Tuttavia essere pronti a conversare sui social con il proprio pubblico di riferimento, vuol dire anche essere pronti a subire critiche. Ma le critiche non rappresentano sempre un ostacolo, se queste vengono affrontate nel modo opportuno.

Fare finta di niente può peggiorare solo la situazione e produrre un passaparola negativo. Mentre assumere il controllo della conversazione, ascoltare il problema del cliente e cercare di risolverlo, può generare soddisfazione.
Come spiega Carmina Sacco su Argoserv,  un buon piano di comunicazione può aiutare a prevenire e gestire una situazione di crisis management.

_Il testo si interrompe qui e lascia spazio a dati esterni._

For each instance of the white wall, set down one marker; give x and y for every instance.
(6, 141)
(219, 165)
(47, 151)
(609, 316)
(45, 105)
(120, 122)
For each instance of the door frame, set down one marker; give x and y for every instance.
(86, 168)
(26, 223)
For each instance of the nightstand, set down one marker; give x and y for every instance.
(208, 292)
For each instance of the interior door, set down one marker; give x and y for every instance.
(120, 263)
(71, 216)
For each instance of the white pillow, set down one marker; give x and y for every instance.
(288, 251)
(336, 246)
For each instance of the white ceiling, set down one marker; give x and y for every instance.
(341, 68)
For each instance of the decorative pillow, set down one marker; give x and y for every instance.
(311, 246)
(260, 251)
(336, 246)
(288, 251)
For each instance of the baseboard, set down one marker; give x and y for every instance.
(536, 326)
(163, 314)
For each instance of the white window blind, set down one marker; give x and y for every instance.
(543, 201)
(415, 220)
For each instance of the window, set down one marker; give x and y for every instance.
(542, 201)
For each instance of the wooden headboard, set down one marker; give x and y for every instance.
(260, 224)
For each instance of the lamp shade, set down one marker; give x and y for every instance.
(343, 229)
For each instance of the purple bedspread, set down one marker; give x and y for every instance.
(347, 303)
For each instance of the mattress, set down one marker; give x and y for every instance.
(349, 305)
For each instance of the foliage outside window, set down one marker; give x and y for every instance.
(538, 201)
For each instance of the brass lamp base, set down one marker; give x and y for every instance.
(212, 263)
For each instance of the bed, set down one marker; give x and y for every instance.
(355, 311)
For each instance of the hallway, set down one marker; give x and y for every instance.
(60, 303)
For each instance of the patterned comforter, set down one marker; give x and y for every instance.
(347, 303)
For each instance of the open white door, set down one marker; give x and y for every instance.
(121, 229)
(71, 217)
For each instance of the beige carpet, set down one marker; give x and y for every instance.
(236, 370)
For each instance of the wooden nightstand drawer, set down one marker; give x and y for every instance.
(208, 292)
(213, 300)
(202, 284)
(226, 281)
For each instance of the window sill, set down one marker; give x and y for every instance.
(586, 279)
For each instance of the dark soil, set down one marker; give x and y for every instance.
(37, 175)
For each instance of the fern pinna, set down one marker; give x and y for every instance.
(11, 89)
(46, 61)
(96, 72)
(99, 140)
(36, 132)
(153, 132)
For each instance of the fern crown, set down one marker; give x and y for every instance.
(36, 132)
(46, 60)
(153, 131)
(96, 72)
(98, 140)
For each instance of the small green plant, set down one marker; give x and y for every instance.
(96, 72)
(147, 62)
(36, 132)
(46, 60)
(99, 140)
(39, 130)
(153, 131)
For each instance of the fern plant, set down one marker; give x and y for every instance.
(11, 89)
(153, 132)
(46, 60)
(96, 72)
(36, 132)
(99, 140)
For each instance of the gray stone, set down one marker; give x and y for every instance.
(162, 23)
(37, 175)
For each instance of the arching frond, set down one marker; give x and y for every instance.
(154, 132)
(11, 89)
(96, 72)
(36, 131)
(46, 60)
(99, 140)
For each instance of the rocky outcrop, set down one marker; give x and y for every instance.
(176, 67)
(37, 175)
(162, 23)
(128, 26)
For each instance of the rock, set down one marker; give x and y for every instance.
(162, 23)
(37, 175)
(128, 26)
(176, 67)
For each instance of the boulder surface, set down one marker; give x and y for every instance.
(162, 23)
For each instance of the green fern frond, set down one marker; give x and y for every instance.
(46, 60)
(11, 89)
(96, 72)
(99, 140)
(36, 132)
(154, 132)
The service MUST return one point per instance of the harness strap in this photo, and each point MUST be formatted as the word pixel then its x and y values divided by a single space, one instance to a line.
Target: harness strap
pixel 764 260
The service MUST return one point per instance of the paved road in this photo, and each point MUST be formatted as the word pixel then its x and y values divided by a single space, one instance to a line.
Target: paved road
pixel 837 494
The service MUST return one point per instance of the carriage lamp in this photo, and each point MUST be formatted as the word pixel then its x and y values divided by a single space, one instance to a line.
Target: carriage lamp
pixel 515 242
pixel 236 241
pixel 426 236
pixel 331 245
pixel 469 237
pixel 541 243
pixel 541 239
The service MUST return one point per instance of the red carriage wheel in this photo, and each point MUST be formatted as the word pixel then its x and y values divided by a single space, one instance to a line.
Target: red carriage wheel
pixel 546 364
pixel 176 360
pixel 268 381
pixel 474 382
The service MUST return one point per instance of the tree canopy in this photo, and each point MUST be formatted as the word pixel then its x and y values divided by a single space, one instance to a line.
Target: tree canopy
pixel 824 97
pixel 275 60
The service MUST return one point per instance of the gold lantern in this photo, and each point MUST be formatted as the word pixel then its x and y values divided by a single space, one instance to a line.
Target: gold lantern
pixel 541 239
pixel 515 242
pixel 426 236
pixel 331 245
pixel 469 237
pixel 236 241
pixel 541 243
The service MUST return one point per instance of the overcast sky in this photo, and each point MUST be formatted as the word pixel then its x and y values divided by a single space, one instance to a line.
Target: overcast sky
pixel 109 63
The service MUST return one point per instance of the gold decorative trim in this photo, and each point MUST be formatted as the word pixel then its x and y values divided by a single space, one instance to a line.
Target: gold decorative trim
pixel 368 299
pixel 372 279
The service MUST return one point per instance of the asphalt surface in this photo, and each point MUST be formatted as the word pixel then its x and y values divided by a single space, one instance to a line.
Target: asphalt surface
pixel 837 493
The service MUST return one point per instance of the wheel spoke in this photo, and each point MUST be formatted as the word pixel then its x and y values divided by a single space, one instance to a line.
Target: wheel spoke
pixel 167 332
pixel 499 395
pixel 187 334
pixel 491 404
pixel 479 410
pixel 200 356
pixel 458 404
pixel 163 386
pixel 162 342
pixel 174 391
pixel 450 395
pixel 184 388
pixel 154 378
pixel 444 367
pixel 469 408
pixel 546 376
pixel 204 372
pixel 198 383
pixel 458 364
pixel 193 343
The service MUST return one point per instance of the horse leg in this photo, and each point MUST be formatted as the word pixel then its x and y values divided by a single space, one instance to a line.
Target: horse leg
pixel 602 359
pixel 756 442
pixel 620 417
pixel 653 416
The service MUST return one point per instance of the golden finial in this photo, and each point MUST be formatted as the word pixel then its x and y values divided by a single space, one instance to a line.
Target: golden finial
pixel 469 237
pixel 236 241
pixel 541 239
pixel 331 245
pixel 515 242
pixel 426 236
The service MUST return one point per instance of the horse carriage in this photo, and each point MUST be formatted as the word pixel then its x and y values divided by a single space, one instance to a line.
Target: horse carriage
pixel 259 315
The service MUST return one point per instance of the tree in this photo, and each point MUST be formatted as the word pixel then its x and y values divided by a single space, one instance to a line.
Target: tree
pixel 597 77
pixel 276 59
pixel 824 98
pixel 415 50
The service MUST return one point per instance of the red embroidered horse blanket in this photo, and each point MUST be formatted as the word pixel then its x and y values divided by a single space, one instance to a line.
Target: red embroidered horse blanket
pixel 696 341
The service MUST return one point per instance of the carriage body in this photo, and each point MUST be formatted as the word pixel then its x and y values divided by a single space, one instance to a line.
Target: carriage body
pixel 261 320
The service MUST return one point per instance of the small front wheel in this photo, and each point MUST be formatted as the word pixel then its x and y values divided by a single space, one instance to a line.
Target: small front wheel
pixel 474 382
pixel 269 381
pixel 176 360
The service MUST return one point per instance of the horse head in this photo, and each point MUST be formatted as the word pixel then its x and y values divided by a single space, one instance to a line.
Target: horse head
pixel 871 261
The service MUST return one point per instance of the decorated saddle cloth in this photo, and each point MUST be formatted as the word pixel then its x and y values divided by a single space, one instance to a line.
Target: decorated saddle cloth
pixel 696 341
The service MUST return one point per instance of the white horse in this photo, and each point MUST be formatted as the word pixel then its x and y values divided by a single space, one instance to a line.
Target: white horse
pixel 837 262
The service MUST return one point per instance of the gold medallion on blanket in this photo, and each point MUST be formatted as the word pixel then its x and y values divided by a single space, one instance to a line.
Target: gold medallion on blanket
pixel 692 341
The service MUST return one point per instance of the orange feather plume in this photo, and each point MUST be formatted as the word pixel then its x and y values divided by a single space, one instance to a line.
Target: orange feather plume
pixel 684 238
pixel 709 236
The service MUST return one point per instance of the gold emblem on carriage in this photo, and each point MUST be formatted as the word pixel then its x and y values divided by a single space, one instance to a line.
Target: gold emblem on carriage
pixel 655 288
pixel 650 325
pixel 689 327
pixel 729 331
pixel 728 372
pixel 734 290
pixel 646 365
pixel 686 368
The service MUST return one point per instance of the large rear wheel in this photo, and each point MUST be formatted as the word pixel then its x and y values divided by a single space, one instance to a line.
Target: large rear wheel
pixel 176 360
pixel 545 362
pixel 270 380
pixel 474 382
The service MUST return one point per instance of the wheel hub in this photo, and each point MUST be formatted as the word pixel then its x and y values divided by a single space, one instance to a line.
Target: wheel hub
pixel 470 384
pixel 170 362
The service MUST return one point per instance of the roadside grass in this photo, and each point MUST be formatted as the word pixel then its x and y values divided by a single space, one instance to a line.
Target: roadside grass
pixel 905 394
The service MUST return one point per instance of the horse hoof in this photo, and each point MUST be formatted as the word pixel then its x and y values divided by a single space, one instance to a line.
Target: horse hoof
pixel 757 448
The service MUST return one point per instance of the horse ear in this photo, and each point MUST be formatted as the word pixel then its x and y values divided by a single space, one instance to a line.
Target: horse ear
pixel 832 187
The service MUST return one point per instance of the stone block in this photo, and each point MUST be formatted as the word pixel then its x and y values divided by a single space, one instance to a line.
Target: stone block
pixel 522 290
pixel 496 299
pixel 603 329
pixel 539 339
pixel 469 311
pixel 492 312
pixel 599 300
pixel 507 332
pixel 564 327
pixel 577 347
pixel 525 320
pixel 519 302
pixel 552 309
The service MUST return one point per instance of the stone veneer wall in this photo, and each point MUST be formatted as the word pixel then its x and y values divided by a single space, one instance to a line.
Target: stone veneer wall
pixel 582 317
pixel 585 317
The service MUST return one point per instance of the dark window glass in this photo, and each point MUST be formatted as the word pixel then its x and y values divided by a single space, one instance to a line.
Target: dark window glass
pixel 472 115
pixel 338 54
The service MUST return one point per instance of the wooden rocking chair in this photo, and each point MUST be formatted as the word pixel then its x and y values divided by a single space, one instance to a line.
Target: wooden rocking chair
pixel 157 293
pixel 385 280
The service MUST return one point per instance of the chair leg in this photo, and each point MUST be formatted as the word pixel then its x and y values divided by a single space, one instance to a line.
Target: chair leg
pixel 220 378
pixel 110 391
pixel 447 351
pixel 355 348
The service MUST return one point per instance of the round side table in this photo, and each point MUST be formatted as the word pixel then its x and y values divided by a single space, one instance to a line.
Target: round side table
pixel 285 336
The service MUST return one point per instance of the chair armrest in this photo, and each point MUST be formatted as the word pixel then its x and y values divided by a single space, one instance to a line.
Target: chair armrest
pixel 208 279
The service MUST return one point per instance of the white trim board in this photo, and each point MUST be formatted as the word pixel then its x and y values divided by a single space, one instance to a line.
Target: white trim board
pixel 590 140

Importante è quindi mantenere dei rapporti one to one: rispondere ai commenti ed esprimere riconoscenza nei confronti di un’ azione espressa con i social, come può essere un ReTweet o una condivisione.
Tutti apprezziamo se ciò che pubblichiamo ottiene un riscontro e, a volte, anche solo un grazie può esercitare una buona influenza sull’ opinione dell’ utente.

Un’analisi pubblicata su BufferApp inerente le strategie di Twitter, dimostra che esprimendo gratitudine si ha una migliore possibilità di essere seguiti. L’autrice ringrazia le persone che condividono i suoi contenuti e poi analizza la risposta degli ultimi 50 thanks for ReTweet:

I risultati:

  • 1 persona su 4 ha risposto al suo “grazie” inserendola tra i follower.
  • Il 26 % ( 13/50 ) ha inserito tra i preferiti il tweet di ringraziamento.
  • Il 30 % ( 15/50 ) ha risposto al tweet.
  • Il 26 % ( 13/50 ) ha inserito l’account tra i follower.
  • Il 24 % ( 12/50 ) ha combinato le reazioni (risposta, preferiti, follower).

 

Un esempio di come un grazie può fare la differenza. Non dimenticandoci che i social sono uno strumento che prendono vita grazie alle persone.